Whether or not you use the accented ó to spell it, the word chicharrón generally refers to dishes made with pork belly or pork rinds. In the United States the word often specifically refers to pork skin being deep fried, puffed and seasoned before being packaged as a cheap and affordable snack. Go to any dollar store or bodega and you’re likely to find some. In the South it’s also referred to as cracklins. Whatever you call it (and since I’m a gringo I usually call it pork rinds) it’s an inoffensive snack comparable to potato chips or cheese curls. You don’t eat it for the nutritional value.
Thirstin Howl the 3rd is not implying he is a cheap disposable rapper lacking in substance by calling his new album “Don Chicharron.” It’s an obviously play to his Puerto Rican heritage and Brooklyn roots, proclaiming himself as ubiquitous as the snack/dish he’s The Don of. Intentionally or not it also points out that Thirstin has always targeted his punchline heavy, bilingual friendly flow at a very specific audience. There have been several occasions where Thirstin was on the cusp of crossover appeal, such as his “Brooklyn Hard Rock” contribution to “Soundbombing II“, but a large part of his catalogue in the 2000’s was not available at traditional retailers by his own choice. He chose to go his own way and keep his music on the street level, which meant you had a better chance of finding it from a vendor outside the aforementioned neighborhood bodega than at FYE or HMV.
Although this has kept Thirstin Howl the 3rd’s appeal from being massive, that focus on his core demographic has built up his own Skillionaire label and business enterprise. “Don Chicharron” reflects the time and effort that Victor DeJesus has put into the Thirstin Howl brand over the last two+ decades, celebrating his accomplishments in his own way. “Chuletas In My Maleta” (“Chops In My Suitcase”) has both a figurative and literal meaning: he figuratively sounds like he’s chopping up “Guantanamera” while he is so gángster that he might be literally be walking around Brooklyn with your body parts. After all you can’t be a Don without being ruthless. The lively “Friendly but Deadly” featuring DJ Exes and Hurricane G sums it up well — he’s a nice guy so long as you don’t cross him. “Always tell the truth without being offensive” quips Thirstin.

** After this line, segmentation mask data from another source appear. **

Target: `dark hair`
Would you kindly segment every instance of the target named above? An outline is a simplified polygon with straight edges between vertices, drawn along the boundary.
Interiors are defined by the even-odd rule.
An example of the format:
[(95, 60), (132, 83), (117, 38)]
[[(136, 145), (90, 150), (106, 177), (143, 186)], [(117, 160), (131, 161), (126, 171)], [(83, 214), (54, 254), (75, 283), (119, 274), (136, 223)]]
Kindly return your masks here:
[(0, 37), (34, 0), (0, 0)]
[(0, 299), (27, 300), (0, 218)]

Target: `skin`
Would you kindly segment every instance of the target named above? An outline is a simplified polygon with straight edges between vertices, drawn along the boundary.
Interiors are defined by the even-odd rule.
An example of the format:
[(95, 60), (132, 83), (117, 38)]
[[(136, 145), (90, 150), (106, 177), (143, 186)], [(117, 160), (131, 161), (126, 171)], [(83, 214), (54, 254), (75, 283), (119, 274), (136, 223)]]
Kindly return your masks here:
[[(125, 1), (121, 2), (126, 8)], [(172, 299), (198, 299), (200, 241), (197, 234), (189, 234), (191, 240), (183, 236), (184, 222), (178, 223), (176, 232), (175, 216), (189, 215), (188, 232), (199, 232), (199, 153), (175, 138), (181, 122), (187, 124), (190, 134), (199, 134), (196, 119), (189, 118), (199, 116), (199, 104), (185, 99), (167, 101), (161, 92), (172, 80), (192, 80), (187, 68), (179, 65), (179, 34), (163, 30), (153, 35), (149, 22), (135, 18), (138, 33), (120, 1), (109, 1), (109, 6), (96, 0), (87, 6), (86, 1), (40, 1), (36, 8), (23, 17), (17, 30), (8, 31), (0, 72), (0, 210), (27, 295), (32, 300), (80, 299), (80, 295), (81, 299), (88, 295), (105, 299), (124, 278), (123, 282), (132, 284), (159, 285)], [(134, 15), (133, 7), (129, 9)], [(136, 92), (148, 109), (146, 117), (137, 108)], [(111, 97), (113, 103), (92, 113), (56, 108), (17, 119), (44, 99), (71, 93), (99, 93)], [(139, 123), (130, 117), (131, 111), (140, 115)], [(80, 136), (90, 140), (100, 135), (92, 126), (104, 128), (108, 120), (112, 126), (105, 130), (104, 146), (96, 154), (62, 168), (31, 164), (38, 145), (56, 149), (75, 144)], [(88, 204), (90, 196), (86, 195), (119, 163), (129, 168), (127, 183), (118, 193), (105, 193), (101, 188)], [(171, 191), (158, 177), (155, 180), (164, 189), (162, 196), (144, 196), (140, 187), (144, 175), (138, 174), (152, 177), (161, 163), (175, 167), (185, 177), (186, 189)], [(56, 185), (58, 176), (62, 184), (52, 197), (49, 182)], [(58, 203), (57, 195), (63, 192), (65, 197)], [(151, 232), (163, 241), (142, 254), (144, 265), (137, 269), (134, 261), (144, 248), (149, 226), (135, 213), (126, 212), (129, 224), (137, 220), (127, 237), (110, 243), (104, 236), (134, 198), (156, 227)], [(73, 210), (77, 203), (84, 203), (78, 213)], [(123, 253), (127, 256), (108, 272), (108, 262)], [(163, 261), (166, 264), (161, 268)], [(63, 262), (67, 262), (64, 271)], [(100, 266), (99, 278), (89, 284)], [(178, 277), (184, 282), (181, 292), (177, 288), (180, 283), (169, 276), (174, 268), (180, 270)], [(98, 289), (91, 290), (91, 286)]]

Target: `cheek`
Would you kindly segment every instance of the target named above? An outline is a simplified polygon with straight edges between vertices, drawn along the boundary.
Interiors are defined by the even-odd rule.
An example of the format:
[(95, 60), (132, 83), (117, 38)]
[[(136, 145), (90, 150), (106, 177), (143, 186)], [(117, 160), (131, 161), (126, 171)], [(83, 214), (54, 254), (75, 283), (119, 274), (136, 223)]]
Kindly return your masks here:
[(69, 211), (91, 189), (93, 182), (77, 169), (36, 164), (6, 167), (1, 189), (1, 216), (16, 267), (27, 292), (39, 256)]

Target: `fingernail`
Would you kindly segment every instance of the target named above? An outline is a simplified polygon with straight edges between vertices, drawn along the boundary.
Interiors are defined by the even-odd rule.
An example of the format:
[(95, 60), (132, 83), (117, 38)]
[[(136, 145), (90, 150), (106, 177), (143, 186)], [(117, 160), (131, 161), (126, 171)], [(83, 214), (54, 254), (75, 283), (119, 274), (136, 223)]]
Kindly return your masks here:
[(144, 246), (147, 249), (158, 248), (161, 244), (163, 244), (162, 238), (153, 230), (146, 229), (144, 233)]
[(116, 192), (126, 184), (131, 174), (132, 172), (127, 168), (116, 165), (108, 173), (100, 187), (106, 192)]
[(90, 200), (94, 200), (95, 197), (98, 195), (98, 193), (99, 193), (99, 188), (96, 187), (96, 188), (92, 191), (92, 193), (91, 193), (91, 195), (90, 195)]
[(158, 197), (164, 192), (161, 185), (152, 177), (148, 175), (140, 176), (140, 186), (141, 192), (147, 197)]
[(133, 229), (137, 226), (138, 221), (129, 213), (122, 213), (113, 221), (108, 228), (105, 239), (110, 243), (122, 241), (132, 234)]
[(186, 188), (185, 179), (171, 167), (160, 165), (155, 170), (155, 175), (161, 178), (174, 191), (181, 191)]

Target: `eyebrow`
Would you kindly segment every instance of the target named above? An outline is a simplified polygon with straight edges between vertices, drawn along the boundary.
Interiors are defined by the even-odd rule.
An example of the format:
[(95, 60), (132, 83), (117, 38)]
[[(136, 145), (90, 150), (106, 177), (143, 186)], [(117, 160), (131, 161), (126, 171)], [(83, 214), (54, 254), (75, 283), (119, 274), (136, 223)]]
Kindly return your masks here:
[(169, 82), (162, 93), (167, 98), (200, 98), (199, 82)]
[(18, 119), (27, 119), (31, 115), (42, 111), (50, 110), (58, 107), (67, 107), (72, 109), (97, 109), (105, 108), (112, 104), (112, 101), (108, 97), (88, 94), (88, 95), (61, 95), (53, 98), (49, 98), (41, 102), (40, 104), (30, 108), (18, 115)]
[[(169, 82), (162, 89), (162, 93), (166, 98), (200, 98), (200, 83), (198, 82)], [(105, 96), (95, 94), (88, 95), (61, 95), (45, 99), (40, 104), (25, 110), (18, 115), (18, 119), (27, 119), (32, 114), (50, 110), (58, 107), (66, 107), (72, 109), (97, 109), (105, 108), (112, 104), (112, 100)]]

The publicity that came with this advance copy (which is why unfortunately I don’t have many clips from the album itself to share) describe the project as “Thirstin getting back to his Latin roots.” That comes through loud and clear on salsafied but short tracks like “Gunner and a Gardner”, but the Mic Mountain produced “Sábado Gigante” also shows that crossover side of his personality. If you’ve ever watched that show on Univision even once before its run ended in 2015 you simply couldn’t turn your eyes away. That’s Thirstin Howl the 3rd at his best — charismatic, colorful, and loud. The more emphatic and erratic his delivery becomes the more compelling he is.
Over the course of an hour on “Don Chicharron” Thirstin hangs out with his friends and compadres doing pretty much whatever he wants. From the reggae inspired Beatminerz riddims of “Badness” to the chill “Papi’s Place” featuring Hakim Green of Channel Live fame (complete with “Spark Mad Izm” reference) to snaps like “New York got more Puerto Ricans than Puerto Rico” on tracks like “Puerto Rock Steady”, this is an album where Victor is HAVING FUN. That was my problem with his last album — he sounded like he had gotten too mature with time and age. To be fair though the press kit describes this album as a mixture “of new and previously released material”. True to that PF Cuttin dices it up like it was a mixtape. Therefore it’s hard to be 100 if he’s more energetic because he loosened up or because he simply dug into the archives of his old s#%t. It works either way.